Topping Off

The Strategic Petroleum Reserve keeps foreign oil suppliers from putting the United States over a barrel.

In late January, a barge moving through the Sabine Neches Ship Channel along the Gulf of Mexico near the Texas-Louisiana border spilled 94 concrete pilings into the waterway, closing down traffic to deep-draft vessels. For Total Petrochemicals USA Inc., the accident might have been financially disastrous. The company's refinery in Port Arthur, Texas, processes 240,000 barrels of crude oil per day-oil that's delivered to the company's facilities through the channel. But no such disaster occurred. Instead, Energy Secretary Samuel W. Bodman approved an emergency loan of 871,000 barrels of crude oil to the company from the Strategic Petroleum Reserve. "In providing this loan, the SPR is doing exactly what it was intended to do-mitigate any supply disruption and minimize, to the extent possible, the effect any disruption would have on the American people," Bodman said in a January statement.

The U.S. Strategic Petroleum Reserve is a collection of underground salt caverns in Texas and Louisiana holding the largest stockpile of crude oil in the world. It was created by the 1975 Energy Policy and Conservation Act after Arab nations cut the supply of crude oil to the United States during the 1973-74 oil embargo, spawning gas lines nationwide and sending shock waves through the economy. The 1970s embargo wasn't the first time federal officials realized how vulnerable Americans are to oil supply disruptions. During World War II, Interior Secretary Harold Ickes pushed unsuccessfully for a crude oil stockpile. Twelve years later, President Dwight D. Eisenhower made a similar suggestion after the 1956 Suez crisis.

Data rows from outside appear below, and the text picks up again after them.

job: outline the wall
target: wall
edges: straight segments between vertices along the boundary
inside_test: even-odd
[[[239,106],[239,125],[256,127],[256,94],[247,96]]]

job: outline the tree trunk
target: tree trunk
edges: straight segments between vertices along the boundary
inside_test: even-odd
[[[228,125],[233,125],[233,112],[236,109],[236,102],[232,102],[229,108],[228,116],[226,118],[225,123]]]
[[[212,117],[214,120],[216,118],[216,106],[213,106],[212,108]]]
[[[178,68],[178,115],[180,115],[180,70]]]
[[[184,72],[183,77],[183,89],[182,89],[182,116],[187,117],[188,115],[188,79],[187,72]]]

But it wasn't until July 1977, two years after President Gerald Ford signed the legislation creating the stockpile, that it became a reality. That summer, Saudi Arabia delivered 412,000 barrels of light crude oil to caverns on the Gulf Coast. The Gulf Coast was the logical location for the underground reserve. It's close to major refining centers and its geological formations are ideally suited for underground oil storage. While the law called for creating a reserve capacity of up to 1 billion barrels, the four sites subsequently selected have the capacity to hold only 727 million barrels.

In the meantime, the nation has become addicted to oil, as President Bush said in his 2006 State of the Union address. Data compiled by the Energy Department show that during the 1973 oil embargo, the United States consumed about 17.3 million barrels of oil a day, compared with 20.6 million barrels per day today, with the percentage of imported oil nearly doubling to 60 percent during that period.

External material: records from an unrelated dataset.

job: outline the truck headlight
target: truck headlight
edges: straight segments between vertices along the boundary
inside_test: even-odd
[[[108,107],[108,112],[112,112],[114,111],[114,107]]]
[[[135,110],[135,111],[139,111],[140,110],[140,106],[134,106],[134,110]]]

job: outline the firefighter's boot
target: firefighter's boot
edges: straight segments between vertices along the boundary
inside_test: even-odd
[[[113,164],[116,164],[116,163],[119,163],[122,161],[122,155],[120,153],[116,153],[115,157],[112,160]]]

Last year, the Bush administration decided to extend the reserve's capacity to 1 billion barrels of oil. The 2005 Energy Policy Act requires the Energy Department to expand at least one of the existing four sites and to select an additional site from among five previously considered for the reserve in Texas, Louisiana and Mississippi.

Exactly how much protection does the current 700-million-barrel reserve buy?

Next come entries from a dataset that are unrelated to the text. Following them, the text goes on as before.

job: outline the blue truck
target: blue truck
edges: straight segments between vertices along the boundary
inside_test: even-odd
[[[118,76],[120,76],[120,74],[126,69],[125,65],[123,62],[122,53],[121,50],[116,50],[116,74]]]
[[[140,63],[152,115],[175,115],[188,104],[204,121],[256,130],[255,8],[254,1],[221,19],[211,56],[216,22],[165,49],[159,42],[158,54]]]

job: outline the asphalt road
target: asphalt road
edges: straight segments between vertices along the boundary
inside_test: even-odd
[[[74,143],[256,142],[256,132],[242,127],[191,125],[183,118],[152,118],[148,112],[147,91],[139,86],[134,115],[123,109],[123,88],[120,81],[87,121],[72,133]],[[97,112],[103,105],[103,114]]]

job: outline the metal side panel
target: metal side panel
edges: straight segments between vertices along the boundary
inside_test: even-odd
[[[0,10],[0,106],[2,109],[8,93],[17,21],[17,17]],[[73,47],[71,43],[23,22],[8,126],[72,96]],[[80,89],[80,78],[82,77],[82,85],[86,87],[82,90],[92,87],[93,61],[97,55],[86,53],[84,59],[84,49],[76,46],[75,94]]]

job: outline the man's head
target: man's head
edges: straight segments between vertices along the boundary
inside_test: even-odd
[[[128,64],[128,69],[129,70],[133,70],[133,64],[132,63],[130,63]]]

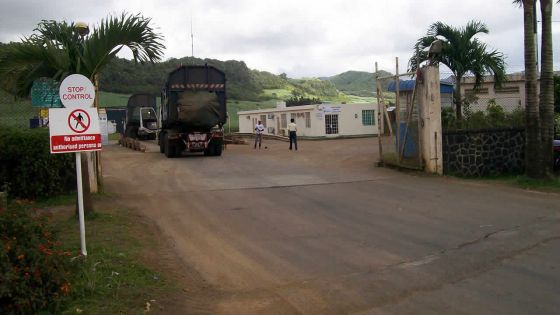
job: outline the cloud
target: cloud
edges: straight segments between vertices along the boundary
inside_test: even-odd
[[[553,19],[559,20],[555,9]],[[523,14],[510,1],[7,0],[0,41],[31,34],[42,19],[92,25],[123,11],[152,18],[165,36],[165,58],[191,55],[192,21],[195,56],[243,60],[251,68],[292,77],[372,71],[376,61],[394,71],[395,57],[405,69],[415,41],[436,21],[486,23],[490,34],[480,39],[504,52],[514,71],[523,65]],[[553,25],[556,37],[559,28]]]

About two months' worth, according to the Energy Department. By drawing on private reserves in the United States, the country could get by for about four months without oil imports. Of course few, if any, analysts believe the United States would be cut off from oil imports. That's because oil exporters are as dependent on selling oil as importers like the United States and China are on buying it. In Iran, for example, oil sales account for more than 90 percent of the nation's revenue.

According to data compiled by the International Energy Agency, of which the United States is a member, government-owned oil stockpiles in member nations exceed 1.4 billion barrels. When all stocks are counted, including industry-held reserves, the total stockpile is about 4.1 billion barrels. With the capacity to draw upon nearly 13 million barrels a day, members could offset any conceivable supply disruption, the IEA maintains.

In 30 years, the U.S. strategic reserve has many times made emergency loans to petroleum producers to avoid economic disruptions. Only twice, however, has the reserve been tapped for national emergencies. The first time was in 1991, during the Persian Gulf War, when the United States and other IEA member nations coordinated crude oil releases from government stockpiles to calm jittery markets. The second time was last fall, after Hurricane Katrina, followed by Hurricane Rita, wiped out most of the Gulf Coast's oil production capacity. But neither emergency oil drawdown sucked much from the reserve-neither exceeded 30 million barrels. Nonetheless, most analysts believe the strategic reserve is a critical tool in maintaining economic equilibrium in times of crisis.

Daniel Yergin, a leading oil expert, wrote in The Wall Street Journal last September after Katrina and Rita, "The [Strategic Petroleum Reserve] is certainly demonstrating its value here. Without it, people would be apprehensively asking how deeply into recession the resulting $80- or $90-a-barrel oil would push the United States. While the trigger for its use is not what was anticipated, the [reserve] is proving its role-not as a tool of market management, but to offset a major disruption, protect GDP and maintain the viability of our economy."

With the start of another hurricane season only a few months away, most agree that's a worthy investment.